Judging a resistor by listening to it might be anyhow rather unsatisfying, because the differences are so small, that even if there is a difference, one can't easily say, which one is better.

Voltage coefficient is rarely specified and most of the time a maximum value (pretty safely set far above the real value, because it is not tested in production). So comparing manufacturers specs doesn't help a lot.

In Jan Didden's Linear Audio, there was an article published, testing several brands of resistors.

Here clearly thermal distortion could be measured (but still way below inaudible levels for non Carbon types).

The two main distortion effects (temperature and voltage) can be easily cancelled in voltage divider networks by using the same resistor over the whole chain (e.g. attenuation -20dB, take a chain of 9x "unity resistors" for the upper resistor and 1x "unity resistor" for the lower resistor). This type of matching works extremely well in IC design, so it should work in Audio even better ... ;-) Using such smart approaches allows to select the resistors for other parameters (like noise, parasitic capacitances), so this can lead to an overall better performance.

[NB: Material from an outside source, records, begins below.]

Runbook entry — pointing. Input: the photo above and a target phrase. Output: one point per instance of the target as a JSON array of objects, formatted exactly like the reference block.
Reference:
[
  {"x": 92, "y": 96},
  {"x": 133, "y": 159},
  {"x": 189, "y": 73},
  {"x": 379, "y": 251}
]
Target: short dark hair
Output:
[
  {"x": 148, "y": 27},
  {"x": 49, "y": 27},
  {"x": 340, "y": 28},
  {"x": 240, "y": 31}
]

Anyhow, another very interesting effect I saw in the article in "Linear Audio", that some resistors, especially the carbon types, but also some film types show a broadening of the FFT peak width of the fundamental (not only a rise in noise under signal, but also a local rise of noise around the fundamental). This is certainly again well below normal audible levels, but if this is a real effect it could be expressed as resistor phase noise, which I find quite fascinating, especially since such an effect can easily lead into phase intermodulation (Which in other areas would be called Jitter) ...

Anyone ever heard about phase noise in resistors in relation to audio ?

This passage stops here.